Genco rejects Diana Shipping's $24.80 per share tender offer
Genco Shipping & Trading Limited (NYSE: GNK) announced its board of directors unanimously rejected Diana Shipping Inc.'s revised unsolicited tender offer of $24.80 per share in cash for all outstanding common shares not already owned by Diana.
The board stated the offer undervalues the company's assets and fails to provide a control premium. Genco received opinions from Jefferies and Morgan Stanley that the consideration was inadequate from a financial point of view to shareholders other than Diana and its affiliates.
The rejection comes as Diana's offer falls below analyst net asset value estimates.
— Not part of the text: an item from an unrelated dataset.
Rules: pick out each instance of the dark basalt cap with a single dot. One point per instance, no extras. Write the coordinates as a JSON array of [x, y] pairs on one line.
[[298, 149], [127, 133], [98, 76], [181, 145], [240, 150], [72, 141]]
Genco cited a mean analyst NAV estimate of $26.66 and median estimate of $27.10, based on assessments from SEB, Clarkson Securities, Fearnley Securities, Deutsche Bank and Pareto as of June 1, 2026.
Genco's board recommended shareholders not tender their shares into the revised offer. The company stated Diana has engaged in a pattern of attempting to take control without paying full value, including an ongoing proxy contest to replace the entire board.
The drybulk shipping company indicated willingness to meet with Diana if they submit an offer that adequately compensates shareholders for the full underlying value of assets and provides an appropriate control premium reflecting the value of Genco's platform.
Genco operates 43 vessels with an average age of 12.6 years and aggregate capacity of approximately 4,935,000 deadweight tons. The company describes itself as the largest U.S. headquartered drybulk shipowner focused on global commodity transportation.
The board urged shareholders to vote for the reelection of Genco's six directors on the white proxy card and against Diana's nominees and shareholder proposals.